It was an unusual move for an organization that has made a habit of opposing any and all new restrictions on gun rights, and one likely to increase momentum on Capitol Hill for legislative action to crack down on bump stocks, especially among Republicans.

At the White House shortly after the NRA issued its statement, Press Secretary Sarah Huckabee Sanders said that President Donald Trump is aware that Congress wants to take a look at bump stocks.

"We’d like to be a part of that conversation," she said. "We’re open to that moving forward."

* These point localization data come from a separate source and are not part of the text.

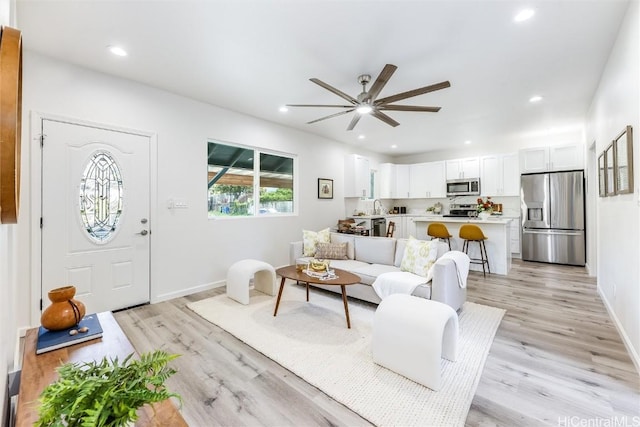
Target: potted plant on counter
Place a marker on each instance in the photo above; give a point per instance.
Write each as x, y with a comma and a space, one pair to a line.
107, 392
484, 207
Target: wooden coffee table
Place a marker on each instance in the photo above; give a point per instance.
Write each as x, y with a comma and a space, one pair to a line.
343, 278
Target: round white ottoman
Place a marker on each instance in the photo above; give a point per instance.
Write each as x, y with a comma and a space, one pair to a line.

A dozen bump stocks were found in the shooter's hotel room after Sunday's massacre in Las Vegas, leading some top Republicans who are generally hostile to gun restrictions to call for congressional action on the devices.

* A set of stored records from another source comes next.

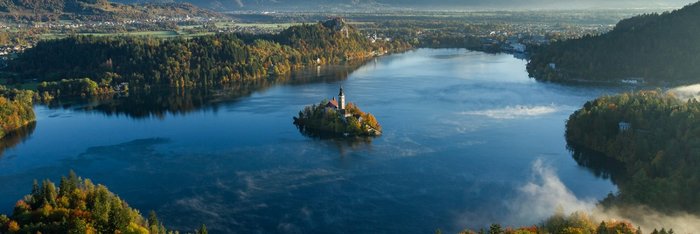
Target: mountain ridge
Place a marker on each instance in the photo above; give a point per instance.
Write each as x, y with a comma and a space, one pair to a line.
655, 48
417, 4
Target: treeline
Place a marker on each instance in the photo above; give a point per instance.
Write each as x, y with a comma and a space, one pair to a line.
322, 120
200, 61
77, 206
578, 222
655, 136
16, 110
74, 87
657, 48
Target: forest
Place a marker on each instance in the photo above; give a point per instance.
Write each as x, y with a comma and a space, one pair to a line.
319, 120
77, 205
16, 110
653, 48
201, 61
655, 137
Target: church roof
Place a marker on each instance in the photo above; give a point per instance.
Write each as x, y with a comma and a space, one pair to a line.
332, 103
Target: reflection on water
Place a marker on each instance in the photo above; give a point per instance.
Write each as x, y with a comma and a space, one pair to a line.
461, 132
158, 102
18, 136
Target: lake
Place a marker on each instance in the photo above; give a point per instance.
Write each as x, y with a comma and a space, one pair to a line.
468, 140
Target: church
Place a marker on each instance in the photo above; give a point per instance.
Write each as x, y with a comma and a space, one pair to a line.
338, 105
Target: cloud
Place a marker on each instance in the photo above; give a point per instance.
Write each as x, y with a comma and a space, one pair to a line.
544, 194
512, 112
540, 197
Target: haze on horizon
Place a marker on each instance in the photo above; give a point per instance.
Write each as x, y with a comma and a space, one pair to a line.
431, 4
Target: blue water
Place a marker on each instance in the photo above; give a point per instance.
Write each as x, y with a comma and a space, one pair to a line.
462, 131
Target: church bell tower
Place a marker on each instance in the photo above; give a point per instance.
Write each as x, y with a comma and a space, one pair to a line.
341, 99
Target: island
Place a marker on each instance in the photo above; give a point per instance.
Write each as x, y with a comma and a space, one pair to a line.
334, 117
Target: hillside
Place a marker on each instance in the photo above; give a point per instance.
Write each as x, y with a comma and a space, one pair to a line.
656, 48
206, 60
654, 138
45, 10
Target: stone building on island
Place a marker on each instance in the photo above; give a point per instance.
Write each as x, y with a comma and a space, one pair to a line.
339, 104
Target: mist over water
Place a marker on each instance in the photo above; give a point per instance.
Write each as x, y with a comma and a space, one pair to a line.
462, 131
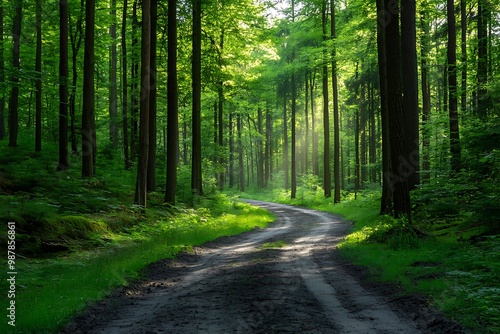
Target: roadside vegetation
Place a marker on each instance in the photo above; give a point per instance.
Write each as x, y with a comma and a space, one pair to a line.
446, 254
77, 240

At least one House Republican, Carlos Curbelo of Florida, is working on a bipartisan bill to crack down on bump stocks, and a number of other key GOP lawmakers, including the House Judiciary Committee chairman, Bob Goodlatte of Virginia, are looking into the issue.

Still, the carefully worded NRA statement stops short of calling for legislation, instead endorsing new federal regulations through the ATF.

However, ATF has already concluded bump stocks do not violate current law, and given its blessing to manufacturers of the devices.

"Bump fire stocks, while simulating automatic fire, do not actually alter the firearm to fire automatically, making them legal under current federal law," ATF Special Agent in Charge Jill Snyder told reporters in Las Vegas on Tuesday.

The NRA statement also criticized some lawmakers for pushing for gun control in the immediate aftermath of the shooting.

"Unfortunately, the first response from some politicians has been to call for more gun control. Banning guns from law-abiding Americans based on the criminal act of a madman will do nothing to prevent future attacks," LaPierre and Cox said.

And they used the statement to reiterate their desire that Congress pass a bill to make concealed carry weapons permits valid across state lines, "which will allow law-abiding Americans to defend themselves."